Weight loss surgery is effective than medication in controlling type 2 diabetes in obese people, a new research has found.
In the new study, a team of scientists from the King’s College London and the Catholic University of the Sacred Heart in Italy conducted a five-year research to find out the difference between the effects of conventional medical treatment and weight loss surgery in controlling type 2 diabetes in the long term.
In 2009, the researchers followed a group of diabetic patients from Italy aged 30-60 with a body-mass index (BMI) of 35 kg/m² or more. They randomly assigned 20 obese patients with type 2 diabetes to receive medical treatment, 20 to receive a type of weight-loss surgery called a gastric bypass, and another 20 to undergo a weight-loss operation called a biliopancreatic diversion.
At the time of the five-year follow-up, researchers found that of the 60 patients enrolled on the trial, 53 completed the five-year follow-up which looked at the durability of diabetes remission, defined as achievement of a glycated haemaglobin A1c (HbA1c) concentration of 6.5 per cent or less without the need for drugs for at least one year. Eighty per cent of patients who had surgery had their blood sugar under good long-term control, versus about 25 per cent of patients treated with drugs only.
It was found that fifty per cent of the surgical patients maintained diabetes remission at five years, compared with none of the conventionally treated patients. Even regardless of the remission rates, surgical patients had a lower average level of blood glucose than medically treated ones. Surgery was also linked to better quality-of-life scores. There was no mortality and no major long-term complications after surgery.

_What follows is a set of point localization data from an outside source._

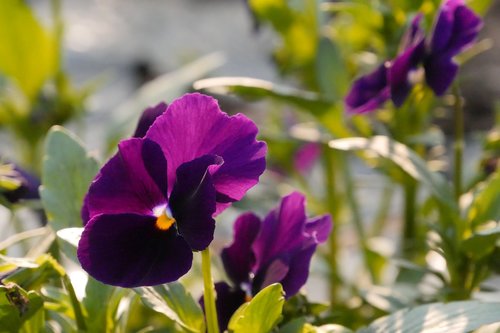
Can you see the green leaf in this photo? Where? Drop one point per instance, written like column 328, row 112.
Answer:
column 256, row 89
column 481, row 243
column 66, row 175
column 405, row 158
column 486, row 203
column 454, row 317
column 18, row 308
column 28, row 52
column 261, row 314
column 175, row 302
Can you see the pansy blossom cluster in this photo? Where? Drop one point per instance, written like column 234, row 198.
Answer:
column 277, row 249
column 455, row 29
column 152, row 204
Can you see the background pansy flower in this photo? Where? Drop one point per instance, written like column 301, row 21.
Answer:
column 455, row 30
column 142, row 219
column 277, row 249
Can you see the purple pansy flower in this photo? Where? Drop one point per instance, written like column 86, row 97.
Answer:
column 455, row 30
column 277, row 249
column 152, row 203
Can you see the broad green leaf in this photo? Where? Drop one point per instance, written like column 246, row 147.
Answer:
column 481, row 243
column 99, row 317
column 300, row 325
column 175, row 302
column 486, row 203
column 454, row 317
column 261, row 314
column 66, row 175
column 405, row 158
column 17, row 308
column 259, row 89
column 28, row 52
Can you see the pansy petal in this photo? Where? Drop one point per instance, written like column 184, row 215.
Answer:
column 369, row 92
column 147, row 118
column 193, row 126
column 127, row 250
column 193, row 201
column 440, row 73
column 319, row 228
column 238, row 258
column 227, row 302
column 282, row 230
column 298, row 271
column 132, row 181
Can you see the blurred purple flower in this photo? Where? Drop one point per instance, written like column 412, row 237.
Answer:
column 277, row 249
column 455, row 30
column 152, row 203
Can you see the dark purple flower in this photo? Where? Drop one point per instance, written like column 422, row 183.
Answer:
column 152, row 203
column 455, row 30
column 411, row 55
column 369, row 92
column 277, row 249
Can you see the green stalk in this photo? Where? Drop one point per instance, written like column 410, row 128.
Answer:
column 79, row 317
column 458, row 144
column 332, row 207
column 209, row 293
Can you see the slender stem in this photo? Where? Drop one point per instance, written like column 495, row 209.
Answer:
column 79, row 317
column 458, row 144
column 209, row 293
column 332, row 207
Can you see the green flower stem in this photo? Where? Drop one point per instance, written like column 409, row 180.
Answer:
column 209, row 293
column 79, row 317
column 332, row 207
column 458, row 144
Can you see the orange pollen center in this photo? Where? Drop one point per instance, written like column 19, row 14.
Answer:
column 163, row 222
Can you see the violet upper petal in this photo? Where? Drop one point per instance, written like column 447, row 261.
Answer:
column 410, row 57
column 282, row 230
column 147, row 118
column 238, row 258
column 456, row 28
column 440, row 73
column 369, row 92
column 193, row 201
column 134, row 180
column 193, row 126
column 127, row 250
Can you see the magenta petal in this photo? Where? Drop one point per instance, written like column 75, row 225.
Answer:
column 298, row 271
column 369, row 92
column 282, row 230
column 238, row 258
column 132, row 181
column 193, row 126
column 127, row 250
column 318, row 228
column 147, row 118
column 193, row 201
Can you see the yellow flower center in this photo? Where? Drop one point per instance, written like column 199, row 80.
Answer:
column 164, row 222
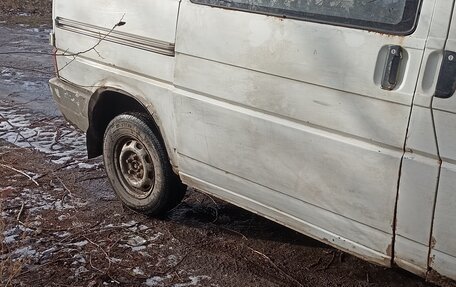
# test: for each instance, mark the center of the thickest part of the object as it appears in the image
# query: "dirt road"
(62, 226)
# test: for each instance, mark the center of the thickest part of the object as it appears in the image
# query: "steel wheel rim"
(135, 167)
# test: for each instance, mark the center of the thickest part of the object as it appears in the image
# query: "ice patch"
(52, 136)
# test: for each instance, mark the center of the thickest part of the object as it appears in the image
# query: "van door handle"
(446, 83)
(391, 70)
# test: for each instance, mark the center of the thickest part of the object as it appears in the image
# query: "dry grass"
(9, 268)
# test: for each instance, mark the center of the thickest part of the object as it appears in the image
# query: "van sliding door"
(443, 248)
(298, 110)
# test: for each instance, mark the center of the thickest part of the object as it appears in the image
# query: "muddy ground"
(61, 224)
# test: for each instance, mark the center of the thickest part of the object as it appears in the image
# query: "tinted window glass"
(397, 16)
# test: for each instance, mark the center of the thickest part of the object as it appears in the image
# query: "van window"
(390, 16)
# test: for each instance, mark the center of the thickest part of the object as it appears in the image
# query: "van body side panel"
(443, 243)
(421, 164)
(296, 109)
(136, 57)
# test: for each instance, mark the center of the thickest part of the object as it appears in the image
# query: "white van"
(334, 118)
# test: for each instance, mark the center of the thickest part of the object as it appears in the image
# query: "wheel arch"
(105, 104)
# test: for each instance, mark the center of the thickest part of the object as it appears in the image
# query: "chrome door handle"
(391, 70)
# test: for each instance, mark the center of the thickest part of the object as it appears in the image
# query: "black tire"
(138, 167)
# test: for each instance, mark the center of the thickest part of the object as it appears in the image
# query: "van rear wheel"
(138, 167)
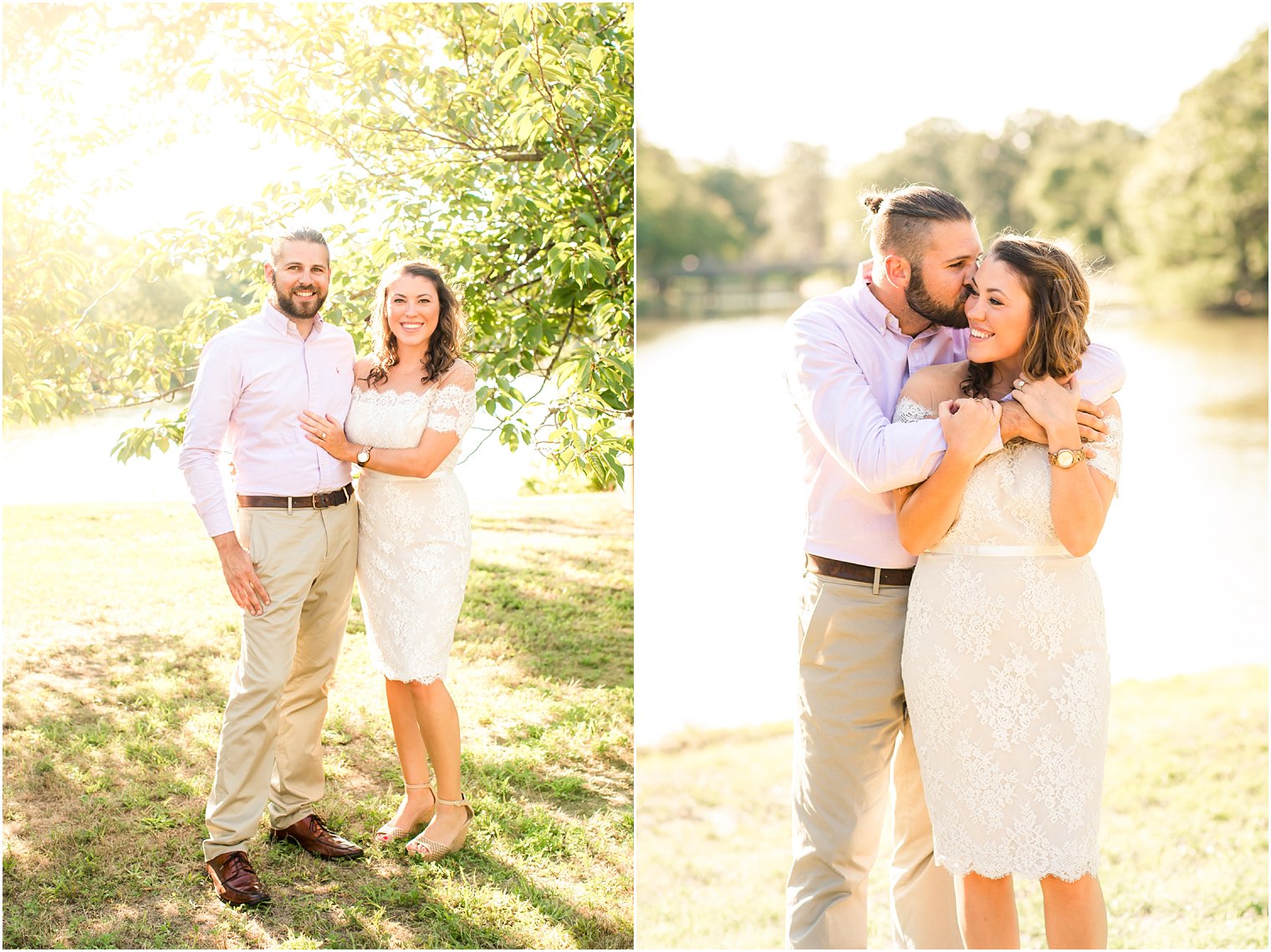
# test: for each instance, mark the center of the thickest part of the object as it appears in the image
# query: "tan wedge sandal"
(388, 832)
(431, 851)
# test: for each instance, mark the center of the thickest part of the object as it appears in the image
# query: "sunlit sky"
(718, 82)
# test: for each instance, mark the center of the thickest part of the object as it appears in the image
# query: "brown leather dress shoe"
(313, 835)
(235, 881)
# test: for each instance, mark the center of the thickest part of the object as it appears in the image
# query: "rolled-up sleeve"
(217, 387)
(833, 395)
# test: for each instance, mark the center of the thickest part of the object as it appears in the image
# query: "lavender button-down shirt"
(254, 379)
(845, 364)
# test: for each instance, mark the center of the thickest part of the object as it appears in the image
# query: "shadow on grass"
(579, 632)
(103, 817)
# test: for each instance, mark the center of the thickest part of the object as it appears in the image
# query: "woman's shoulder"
(937, 379)
(459, 374)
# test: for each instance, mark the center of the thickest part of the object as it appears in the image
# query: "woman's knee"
(982, 888)
(425, 690)
(1055, 888)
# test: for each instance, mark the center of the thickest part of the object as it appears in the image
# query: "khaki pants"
(852, 710)
(271, 737)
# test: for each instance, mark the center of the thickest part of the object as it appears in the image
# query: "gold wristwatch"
(1067, 459)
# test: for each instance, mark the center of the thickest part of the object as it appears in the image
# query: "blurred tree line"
(496, 139)
(1181, 214)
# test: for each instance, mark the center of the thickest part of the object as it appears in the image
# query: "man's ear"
(896, 270)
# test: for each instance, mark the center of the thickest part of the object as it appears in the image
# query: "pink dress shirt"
(254, 379)
(845, 364)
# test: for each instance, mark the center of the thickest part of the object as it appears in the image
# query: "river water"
(70, 461)
(1182, 558)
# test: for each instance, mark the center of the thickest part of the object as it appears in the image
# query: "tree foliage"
(495, 140)
(1197, 202)
(712, 212)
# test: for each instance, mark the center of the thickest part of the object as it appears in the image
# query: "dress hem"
(960, 869)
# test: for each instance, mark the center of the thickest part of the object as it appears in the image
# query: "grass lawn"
(1183, 829)
(119, 642)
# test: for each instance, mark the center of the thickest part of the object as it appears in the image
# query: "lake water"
(1182, 558)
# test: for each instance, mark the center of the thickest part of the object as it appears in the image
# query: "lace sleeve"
(455, 402)
(909, 410)
(1109, 449)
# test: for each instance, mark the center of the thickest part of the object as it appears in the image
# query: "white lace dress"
(415, 535)
(1006, 675)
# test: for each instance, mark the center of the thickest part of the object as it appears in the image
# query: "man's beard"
(921, 303)
(294, 309)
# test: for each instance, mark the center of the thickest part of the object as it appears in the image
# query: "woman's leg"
(987, 912)
(412, 753)
(439, 724)
(1075, 915)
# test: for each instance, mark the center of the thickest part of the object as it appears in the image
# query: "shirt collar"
(278, 322)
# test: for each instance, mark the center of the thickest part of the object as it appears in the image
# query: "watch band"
(1067, 459)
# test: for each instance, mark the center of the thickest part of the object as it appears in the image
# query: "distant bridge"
(712, 288)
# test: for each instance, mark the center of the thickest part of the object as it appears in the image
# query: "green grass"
(119, 642)
(1183, 829)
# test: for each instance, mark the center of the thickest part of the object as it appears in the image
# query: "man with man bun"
(847, 356)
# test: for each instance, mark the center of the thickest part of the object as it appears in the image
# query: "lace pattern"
(415, 535)
(1007, 678)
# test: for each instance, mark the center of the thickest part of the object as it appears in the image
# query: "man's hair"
(300, 233)
(900, 220)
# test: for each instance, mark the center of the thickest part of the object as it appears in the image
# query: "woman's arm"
(447, 425)
(1080, 496)
(924, 512)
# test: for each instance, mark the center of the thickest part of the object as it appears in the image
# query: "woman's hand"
(329, 434)
(1051, 403)
(969, 426)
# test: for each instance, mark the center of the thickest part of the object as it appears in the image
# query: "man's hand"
(1017, 422)
(969, 426)
(244, 585)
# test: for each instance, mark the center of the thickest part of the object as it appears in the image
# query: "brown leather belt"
(858, 573)
(314, 501)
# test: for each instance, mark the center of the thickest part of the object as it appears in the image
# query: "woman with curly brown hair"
(1004, 657)
(413, 400)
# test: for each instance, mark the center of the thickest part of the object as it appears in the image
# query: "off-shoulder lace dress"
(415, 535)
(1006, 674)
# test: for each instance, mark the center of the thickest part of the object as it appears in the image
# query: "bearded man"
(847, 358)
(290, 566)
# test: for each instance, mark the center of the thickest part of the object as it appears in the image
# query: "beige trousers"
(852, 710)
(271, 737)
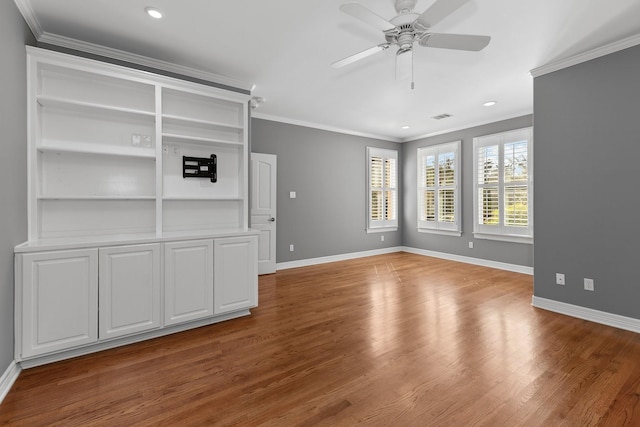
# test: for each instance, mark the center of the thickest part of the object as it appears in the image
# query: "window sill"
(381, 229)
(505, 238)
(455, 233)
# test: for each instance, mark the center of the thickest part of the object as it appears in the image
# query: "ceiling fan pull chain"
(412, 84)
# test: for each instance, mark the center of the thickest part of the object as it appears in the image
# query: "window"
(438, 193)
(503, 177)
(382, 180)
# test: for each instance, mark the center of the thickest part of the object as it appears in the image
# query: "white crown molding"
(24, 6)
(586, 56)
(584, 313)
(146, 61)
(321, 127)
(515, 268)
(8, 378)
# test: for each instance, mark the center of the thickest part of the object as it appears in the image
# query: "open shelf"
(106, 147)
(202, 198)
(77, 198)
(84, 106)
(166, 137)
(189, 121)
(101, 149)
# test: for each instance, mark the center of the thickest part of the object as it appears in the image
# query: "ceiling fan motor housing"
(404, 6)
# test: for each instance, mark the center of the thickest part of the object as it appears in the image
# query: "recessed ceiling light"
(153, 12)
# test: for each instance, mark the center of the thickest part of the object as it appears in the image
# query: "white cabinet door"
(235, 273)
(188, 281)
(59, 300)
(129, 289)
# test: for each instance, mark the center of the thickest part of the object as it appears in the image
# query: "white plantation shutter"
(503, 186)
(438, 188)
(382, 178)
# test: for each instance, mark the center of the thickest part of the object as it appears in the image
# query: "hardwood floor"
(390, 340)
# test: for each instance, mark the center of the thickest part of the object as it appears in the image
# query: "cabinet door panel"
(235, 274)
(188, 281)
(59, 300)
(129, 289)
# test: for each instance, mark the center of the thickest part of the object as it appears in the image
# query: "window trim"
(502, 232)
(440, 227)
(382, 225)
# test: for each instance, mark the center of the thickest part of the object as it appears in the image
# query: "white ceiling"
(285, 48)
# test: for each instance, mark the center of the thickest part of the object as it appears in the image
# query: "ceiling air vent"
(442, 116)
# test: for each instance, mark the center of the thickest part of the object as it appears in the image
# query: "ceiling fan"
(409, 27)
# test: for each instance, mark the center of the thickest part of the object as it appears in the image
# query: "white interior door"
(263, 209)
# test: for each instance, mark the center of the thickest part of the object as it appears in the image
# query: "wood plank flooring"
(391, 340)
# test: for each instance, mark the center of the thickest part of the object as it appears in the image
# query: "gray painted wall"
(587, 160)
(327, 170)
(512, 253)
(14, 34)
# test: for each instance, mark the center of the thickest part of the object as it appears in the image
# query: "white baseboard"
(8, 378)
(597, 316)
(475, 261)
(333, 258)
(459, 258)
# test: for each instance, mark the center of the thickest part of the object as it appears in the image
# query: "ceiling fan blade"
(360, 55)
(404, 64)
(455, 41)
(365, 15)
(438, 11)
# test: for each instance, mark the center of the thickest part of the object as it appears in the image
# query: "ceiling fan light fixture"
(153, 12)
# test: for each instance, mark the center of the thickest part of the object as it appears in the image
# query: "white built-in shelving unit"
(106, 147)
(105, 176)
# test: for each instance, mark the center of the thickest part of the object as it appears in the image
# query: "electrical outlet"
(146, 141)
(588, 284)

“The ability of surgery to greatly reduce the need for insulin and other drugs suggests that surgical therapy is a cost-effective approach to treating type 2 diabetes,” said Professor Francesco Rubino, senior author of this study and Chair of Bariatric and Metabolic Surgery at King’s College London and a Consultant Surgeon at King’s College Hospital in London, UK, in a press release.
Rubino added that “Physicians should strongly consider surgery as an important option for long-term control of diabetes. In addition, insurance companies and third-party payers should consider reviewing the coverage of bariatric surgery in their standard insurance policy.”